Log in to the system using a username and password. You will receive back a JWT Bearer token that you will need to make secure API requests.

Request:

curl --location '{baseurl}/Security/GetToken' \
--header 'accept: text/plain; x-api-version=1.0' \
--header 'x-api-version: 1.0' \
--header 'Content-Type: application/json; x-api-version=1.0' \
--data-raw '{
  "userName": "use username, mobile number to email",
  "password": "your password"
}'

Response:

{
  "id": <a unique Id>,
  "token": <use this token for furture calls>,
  "expires": <the time the token expires>
}

2.1.2. Usages of Token

Use this token in the header of all secure requests to other endpoint

curl -X 'GET' \
  '{baseurl}/Wallet/Info?contact=1' \
  -H 'accept: text/plain' \
  -H 'Authorization: bearer <token>

2.2. API Keys

2.2.1. Creating an API Key

To configure your API key, access your User Account, navigate to 'settings' by clicking the profile icon, and locate 'security' in the list. Within the security settings, you will find an option to set the API key. It's important to note that if the API key is removed, a new key must be issued and utilized for transactions.

Screenshot 2024-01-22 213458.png

2.2.2. Usages of API Key

Use the API key in the header in the following way.
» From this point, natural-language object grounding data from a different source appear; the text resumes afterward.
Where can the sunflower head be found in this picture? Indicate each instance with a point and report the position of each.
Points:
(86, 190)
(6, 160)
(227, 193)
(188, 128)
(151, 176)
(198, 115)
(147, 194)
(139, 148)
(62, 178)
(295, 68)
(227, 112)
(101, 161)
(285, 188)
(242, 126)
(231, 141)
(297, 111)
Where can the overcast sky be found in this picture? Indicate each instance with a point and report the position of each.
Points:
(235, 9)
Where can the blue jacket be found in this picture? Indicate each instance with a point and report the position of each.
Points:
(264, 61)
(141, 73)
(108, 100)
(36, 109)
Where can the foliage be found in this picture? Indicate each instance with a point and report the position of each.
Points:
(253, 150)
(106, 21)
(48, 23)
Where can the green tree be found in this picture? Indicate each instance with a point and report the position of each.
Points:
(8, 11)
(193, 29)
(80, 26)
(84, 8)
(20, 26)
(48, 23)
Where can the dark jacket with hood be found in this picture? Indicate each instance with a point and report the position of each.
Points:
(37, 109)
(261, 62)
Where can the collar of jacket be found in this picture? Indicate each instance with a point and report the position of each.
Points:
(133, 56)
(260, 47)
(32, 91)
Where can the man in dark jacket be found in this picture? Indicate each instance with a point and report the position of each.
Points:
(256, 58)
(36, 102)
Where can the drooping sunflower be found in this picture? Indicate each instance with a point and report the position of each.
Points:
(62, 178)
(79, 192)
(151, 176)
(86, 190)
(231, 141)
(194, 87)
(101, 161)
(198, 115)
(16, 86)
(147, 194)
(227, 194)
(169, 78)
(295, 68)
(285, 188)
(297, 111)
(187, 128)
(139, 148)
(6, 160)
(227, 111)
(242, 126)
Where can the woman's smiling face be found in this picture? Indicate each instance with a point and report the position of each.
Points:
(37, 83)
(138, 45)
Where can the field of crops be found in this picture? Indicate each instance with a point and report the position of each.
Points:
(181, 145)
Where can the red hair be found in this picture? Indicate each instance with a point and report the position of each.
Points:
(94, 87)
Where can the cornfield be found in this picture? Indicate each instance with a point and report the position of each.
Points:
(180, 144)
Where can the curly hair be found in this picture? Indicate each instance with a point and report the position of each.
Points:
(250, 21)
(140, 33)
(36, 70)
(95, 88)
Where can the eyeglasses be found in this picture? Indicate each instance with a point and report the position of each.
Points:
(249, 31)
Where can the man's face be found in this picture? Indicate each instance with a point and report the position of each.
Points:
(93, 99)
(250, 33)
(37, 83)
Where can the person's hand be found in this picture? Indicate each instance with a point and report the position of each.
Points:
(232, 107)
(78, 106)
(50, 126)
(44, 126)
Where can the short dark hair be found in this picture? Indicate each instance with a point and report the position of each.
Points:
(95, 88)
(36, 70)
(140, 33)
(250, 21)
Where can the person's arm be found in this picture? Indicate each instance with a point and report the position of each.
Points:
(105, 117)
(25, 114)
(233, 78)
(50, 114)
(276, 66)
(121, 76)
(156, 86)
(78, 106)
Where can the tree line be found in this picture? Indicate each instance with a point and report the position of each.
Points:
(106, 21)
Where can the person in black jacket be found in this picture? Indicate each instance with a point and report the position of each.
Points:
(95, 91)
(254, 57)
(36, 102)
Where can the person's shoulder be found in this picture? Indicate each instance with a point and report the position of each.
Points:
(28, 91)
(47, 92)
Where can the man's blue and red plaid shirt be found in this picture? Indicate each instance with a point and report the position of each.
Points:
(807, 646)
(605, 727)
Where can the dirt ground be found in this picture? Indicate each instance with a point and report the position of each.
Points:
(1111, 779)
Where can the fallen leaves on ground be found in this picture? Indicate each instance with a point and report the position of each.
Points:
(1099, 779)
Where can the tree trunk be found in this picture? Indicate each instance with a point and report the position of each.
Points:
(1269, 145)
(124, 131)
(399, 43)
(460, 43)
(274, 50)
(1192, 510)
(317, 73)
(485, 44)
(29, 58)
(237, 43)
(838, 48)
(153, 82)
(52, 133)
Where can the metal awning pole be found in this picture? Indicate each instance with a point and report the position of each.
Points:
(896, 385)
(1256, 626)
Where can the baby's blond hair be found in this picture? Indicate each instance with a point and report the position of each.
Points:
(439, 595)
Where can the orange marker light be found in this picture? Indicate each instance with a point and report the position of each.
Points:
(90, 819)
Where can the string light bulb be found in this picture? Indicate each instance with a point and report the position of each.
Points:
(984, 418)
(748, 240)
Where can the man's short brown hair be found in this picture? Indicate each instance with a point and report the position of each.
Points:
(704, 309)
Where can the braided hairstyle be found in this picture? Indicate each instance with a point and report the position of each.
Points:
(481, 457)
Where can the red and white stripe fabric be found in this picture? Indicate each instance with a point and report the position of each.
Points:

curl --location --request GET '{baseurl}/Wallet/Info?contact={username/emailid/mobilenumber}&currencyCode={currencyCode}' \
--header 'Accept: text/plain; x-api-version=1.0' \
--header 'x-api-version: {apiversion}' \
--header 'x-api-key: {apikey}'


2.3. Know your account ID

To submit deposits for processing, you will need your accountId (wallet ID) from your account. You can find this by the following process, login to your account and open settings, find ‘wallet’ on the list and you will find an ID associated with the wallet of required currency. If a wallet doesn’t exist, you will be required to create one by clicking the Add.png button.